肩頭力道消散,薛翦暗舒一口氣,假模假樣地往李聿身上一瞥,狀似不經意,實則在心裏揣摩了個百轉千回。

不多時,一抹石青色踅入餘光裏,扭過頭,即見魏啟邵抱著一個不大不小的朱箱臨風立在三人身旁,將手輕輕一伸,笑得軒然文雅,“這是我跟兄長特意為你準備的生辰禮物,他說不想跟旁人送的東西摞在一起,非要我拿著親手交與你。”

今日前來之人眾多,若將其擺在禮桌上,恐怕不出一個時辰便會被旁的賀禮所湮沒。那些不熟的人,送什麽來大多都是無關緊要的,想必薛翦也不會去看。

但他們不一樣。

言下之意尤為明顯,饒是李聿對魏啟邵從來友善,此刻也微不可察地瞇了下眼。

尾音甫歸,魏啟珧神色瞬間轉喜,目光讚許地聚在他兄弟臉上,一副“你終於成器”的表情。

然而魏啟邵並未多想,在薛翦接過後,方才道了兩句生辰贈言。

日照下,李聿靜靜看著薛翦將手中之物多方輾轉,最終還是把朱箱遞給了身後侍女,自己則默不作聲地握著他送的劍譜。

於是勾唇一笑,爾後頗為大度地開口:“既然你們來了,便一起過去罷。”

儼然氣定神閑,反客為主之相。

這種姿態,他是怎麽能端得出來?

下一刻,落在他眼前的三道目光,或鄙夷,或愕然,或不可思議。

首當其沖的自然是魏啟珧,他高高提起一側眉畔,望向四平八穩站著的李聿,冷哼道:“誰要同你一起了?怎麽每次我找阿翦說話都能被你妨礙?”

話裏話外皆是針對。

魏啟邵聽他語氣,重眉深鎖,暗道這二人的過節何時才能蕩平,正默默想著勸解之辭,忽聞薛翦硬生生地說:“我娘前兩天還在念叨你和啟邵呢,你們可得記著去她跟前轉悠轉悠。”

一面說著,嘴邊扯出一枚涼嘶嘶的笑,對準魏啟珧,似是提醒,又似警告,“尤其是你,我娘一直惦記著你與姜姑娘之事,特意給姜家也去了請柬,算著時辰,想來該到了。”

果然,魏啟珧乍聽此言,耳根一下子映滿薄紅,十分慌亂地環顧周圍一眼,近乎於逃地躲去了玉棠院。

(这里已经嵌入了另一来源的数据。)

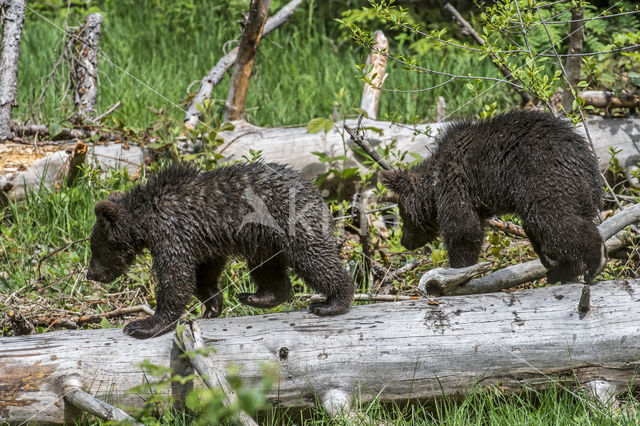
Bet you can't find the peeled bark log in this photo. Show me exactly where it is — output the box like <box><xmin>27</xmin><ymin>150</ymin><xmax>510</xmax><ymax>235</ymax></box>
<box><xmin>360</xmin><ymin>30</ymin><xmax>389</xmax><ymax>120</ymax></box>
<box><xmin>224</xmin><ymin>0</ymin><xmax>271</xmax><ymax>121</ymax></box>
<box><xmin>0</xmin><ymin>0</ymin><xmax>25</xmax><ymax>142</ymax></box>
<box><xmin>444</xmin><ymin>3</ymin><xmax>533</xmax><ymax>105</ymax></box>
<box><xmin>0</xmin><ymin>280</ymin><xmax>640</xmax><ymax>423</ymax></box>
<box><xmin>73</xmin><ymin>13</ymin><xmax>102</xmax><ymax>122</ymax></box>
<box><xmin>212</xmin><ymin>116</ymin><xmax>640</xmax><ymax>179</ymax></box>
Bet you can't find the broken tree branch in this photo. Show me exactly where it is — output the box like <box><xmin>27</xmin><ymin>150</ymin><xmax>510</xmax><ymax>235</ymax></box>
<box><xmin>0</xmin><ymin>0</ymin><xmax>25</xmax><ymax>142</ymax></box>
<box><xmin>0</xmin><ymin>279</ymin><xmax>640</xmax><ymax>424</ymax></box>
<box><xmin>360</xmin><ymin>30</ymin><xmax>389</xmax><ymax>120</ymax></box>
<box><xmin>421</xmin><ymin>204</ymin><xmax>640</xmax><ymax>296</ymax></box>
<box><xmin>224</xmin><ymin>0</ymin><xmax>271</xmax><ymax>121</ymax></box>
<box><xmin>174</xmin><ymin>322</ymin><xmax>258</xmax><ymax>426</ymax></box>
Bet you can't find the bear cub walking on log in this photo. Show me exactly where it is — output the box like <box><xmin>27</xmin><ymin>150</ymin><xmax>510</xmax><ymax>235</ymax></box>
<box><xmin>380</xmin><ymin>111</ymin><xmax>606</xmax><ymax>283</ymax></box>
<box><xmin>87</xmin><ymin>162</ymin><xmax>354</xmax><ymax>338</ymax></box>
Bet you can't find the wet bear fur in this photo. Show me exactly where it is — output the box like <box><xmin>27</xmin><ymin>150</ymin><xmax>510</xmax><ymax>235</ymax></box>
<box><xmin>380</xmin><ymin>111</ymin><xmax>606</xmax><ymax>282</ymax></box>
<box><xmin>87</xmin><ymin>162</ymin><xmax>354</xmax><ymax>338</ymax></box>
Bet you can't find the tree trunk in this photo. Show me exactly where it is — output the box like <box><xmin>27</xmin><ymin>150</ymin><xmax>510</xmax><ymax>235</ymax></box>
<box><xmin>6</xmin><ymin>116</ymin><xmax>640</xmax><ymax>198</ymax></box>
<box><xmin>0</xmin><ymin>0</ymin><xmax>25</xmax><ymax>142</ymax></box>
<box><xmin>224</xmin><ymin>0</ymin><xmax>271</xmax><ymax>121</ymax></box>
<box><xmin>73</xmin><ymin>13</ymin><xmax>102</xmax><ymax>122</ymax></box>
<box><xmin>360</xmin><ymin>30</ymin><xmax>389</xmax><ymax>120</ymax></box>
<box><xmin>562</xmin><ymin>6</ymin><xmax>584</xmax><ymax>112</ymax></box>
<box><xmin>0</xmin><ymin>280</ymin><xmax>640</xmax><ymax>423</ymax></box>
<box><xmin>184</xmin><ymin>0</ymin><xmax>302</xmax><ymax>129</ymax></box>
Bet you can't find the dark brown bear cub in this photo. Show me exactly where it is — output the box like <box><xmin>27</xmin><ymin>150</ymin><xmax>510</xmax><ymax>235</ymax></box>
<box><xmin>87</xmin><ymin>163</ymin><xmax>354</xmax><ymax>338</ymax></box>
<box><xmin>380</xmin><ymin>111</ymin><xmax>606</xmax><ymax>282</ymax></box>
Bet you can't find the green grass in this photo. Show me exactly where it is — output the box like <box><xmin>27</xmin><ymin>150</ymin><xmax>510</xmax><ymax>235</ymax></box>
<box><xmin>17</xmin><ymin>0</ymin><xmax>517</xmax><ymax>128</ymax></box>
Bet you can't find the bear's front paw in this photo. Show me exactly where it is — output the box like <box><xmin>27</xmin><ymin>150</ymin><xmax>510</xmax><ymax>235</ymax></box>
<box><xmin>309</xmin><ymin>301</ymin><xmax>349</xmax><ymax>317</ymax></box>
<box><xmin>122</xmin><ymin>317</ymin><xmax>175</xmax><ymax>339</ymax></box>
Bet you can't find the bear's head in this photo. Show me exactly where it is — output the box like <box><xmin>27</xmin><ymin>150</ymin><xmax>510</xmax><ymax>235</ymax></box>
<box><xmin>378</xmin><ymin>170</ymin><xmax>438</xmax><ymax>250</ymax></box>
<box><xmin>87</xmin><ymin>193</ymin><xmax>136</xmax><ymax>283</ymax></box>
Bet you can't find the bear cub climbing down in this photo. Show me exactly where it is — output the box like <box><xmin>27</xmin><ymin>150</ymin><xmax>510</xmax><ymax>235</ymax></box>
<box><xmin>87</xmin><ymin>162</ymin><xmax>354</xmax><ymax>338</ymax></box>
<box><xmin>380</xmin><ymin>111</ymin><xmax>606</xmax><ymax>283</ymax></box>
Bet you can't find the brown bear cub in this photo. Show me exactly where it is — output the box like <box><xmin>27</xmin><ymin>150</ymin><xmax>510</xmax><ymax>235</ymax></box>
<box><xmin>87</xmin><ymin>162</ymin><xmax>354</xmax><ymax>338</ymax></box>
<box><xmin>380</xmin><ymin>111</ymin><xmax>606</xmax><ymax>283</ymax></box>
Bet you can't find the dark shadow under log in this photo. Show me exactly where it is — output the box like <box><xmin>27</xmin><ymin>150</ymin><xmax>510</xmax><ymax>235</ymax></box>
<box><xmin>0</xmin><ymin>280</ymin><xmax>640</xmax><ymax>423</ymax></box>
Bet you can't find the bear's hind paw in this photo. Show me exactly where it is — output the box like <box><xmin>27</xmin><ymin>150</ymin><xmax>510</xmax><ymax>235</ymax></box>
<box><xmin>122</xmin><ymin>317</ymin><xmax>175</xmax><ymax>339</ymax></box>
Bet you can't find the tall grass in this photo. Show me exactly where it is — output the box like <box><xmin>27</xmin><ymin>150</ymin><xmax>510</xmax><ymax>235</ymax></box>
<box><xmin>17</xmin><ymin>0</ymin><xmax>506</xmax><ymax>128</ymax></box>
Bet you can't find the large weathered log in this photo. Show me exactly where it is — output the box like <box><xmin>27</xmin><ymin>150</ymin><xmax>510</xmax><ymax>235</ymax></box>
<box><xmin>184</xmin><ymin>0</ymin><xmax>302</xmax><ymax>129</ymax></box>
<box><xmin>224</xmin><ymin>0</ymin><xmax>271</xmax><ymax>121</ymax></box>
<box><xmin>579</xmin><ymin>90</ymin><xmax>640</xmax><ymax>108</ymax></box>
<box><xmin>0</xmin><ymin>0</ymin><xmax>25</xmax><ymax>142</ymax></box>
<box><xmin>360</xmin><ymin>30</ymin><xmax>389</xmax><ymax>120</ymax></box>
<box><xmin>0</xmin><ymin>280</ymin><xmax>640</xmax><ymax>422</ymax></box>
<box><xmin>214</xmin><ymin>116</ymin><xmax>640</xmax><ymax>183</ymax></box>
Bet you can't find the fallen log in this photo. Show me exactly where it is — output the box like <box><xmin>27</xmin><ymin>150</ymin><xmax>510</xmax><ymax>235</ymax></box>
<box><xmin>0</xmin><ymin>280</ymin><xmax>640</xmax><ymax>423</ymax></box>
<box><xmin>208</xmin><ymin>116</ymin><xmax>640</xmax><ymax>183</ymax></box>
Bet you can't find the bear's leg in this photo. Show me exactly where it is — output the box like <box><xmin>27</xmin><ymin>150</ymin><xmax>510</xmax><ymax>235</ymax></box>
<box><xmin>523</xmin><ymin>214</ymin><xmax>606</xmax><ymax>283</ymax></box>
<box><xmin>438</xmin><ymin>200</ymin><xmax>484</xmax><ymax>268</ymax></box>
<box><xmin>290</xmin><ymin>243</ymin><xmax>354</xmax><ymax>316</ymax></box>
<box><xmin>238</xmin><ymin>256</ymin><xmax>291</xmax><ymax>308</ymax></box>
<box><xmin>196</xmin><ymin>259</ymin><xmax>225</xmax><ymax>318</ymax></box>
<box><xmin>123</xmin><ymin>257</ymin><xmax>196</xmax><ymax>339</ymax></box>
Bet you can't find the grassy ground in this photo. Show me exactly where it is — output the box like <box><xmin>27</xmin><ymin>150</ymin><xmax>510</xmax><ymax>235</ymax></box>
<box><xmin>18</xmin><ymin>0</ymin><xmax>512</xmax><ymax>128</ymax></box>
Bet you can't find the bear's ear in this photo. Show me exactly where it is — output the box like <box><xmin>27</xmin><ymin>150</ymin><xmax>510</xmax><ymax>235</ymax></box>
<box><xmin>94</xmin><ymin>199</ymin><xmax>124</xmax><ymax>224</ymax></box>
<box><xmin>378</xmin><ymin>170</ymin><xmax>413</xmax><ymax>194</ymax></box>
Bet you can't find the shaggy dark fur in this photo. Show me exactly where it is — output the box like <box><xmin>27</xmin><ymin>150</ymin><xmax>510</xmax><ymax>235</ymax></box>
<box><xmin>87</xmin><ymin>163</ymin><xmax>354</xmax><ymax>338</ymax></box>
<box><xmin>380</xmin><ymin>111</ymin><xmax>606</xmax><ymax>282</ymax></box>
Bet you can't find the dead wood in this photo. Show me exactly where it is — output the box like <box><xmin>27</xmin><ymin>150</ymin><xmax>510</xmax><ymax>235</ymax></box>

雖然薛翦不知道他們之間究竟發生過什麽,但奈何姜姑娘名號管用,對付魏啟珧,太夠了。

瞧著那道窘迫離去的背影,頑劣兼滿意之色共同爬上眼梢,已然忘了魏啟邵還在旁邊。

下一刻,就聽他不合時宜地問道:“那我仍跟你們同往嗎?或是”隨了我那狼狽兄長去見一見姑姑?

不及他補充,李聿轉眸看來,眼神銳亮。

魏啟邵自知是嫌他也礙眼,低笑著成全,“那我也去姑姑那邊請安了,一會兒席上再聊。”

他這一走,再度剩下薛翦二人。

李聿收斂住唇邊囂張且得逞的快意,垂首裝模作樣地說道:“他們走了。”

簡單的四個字下,仿佛裹著一縷極為暧昧的種子,使得薛翦眸中恣意徒然散落,耳鬢迅速一熱。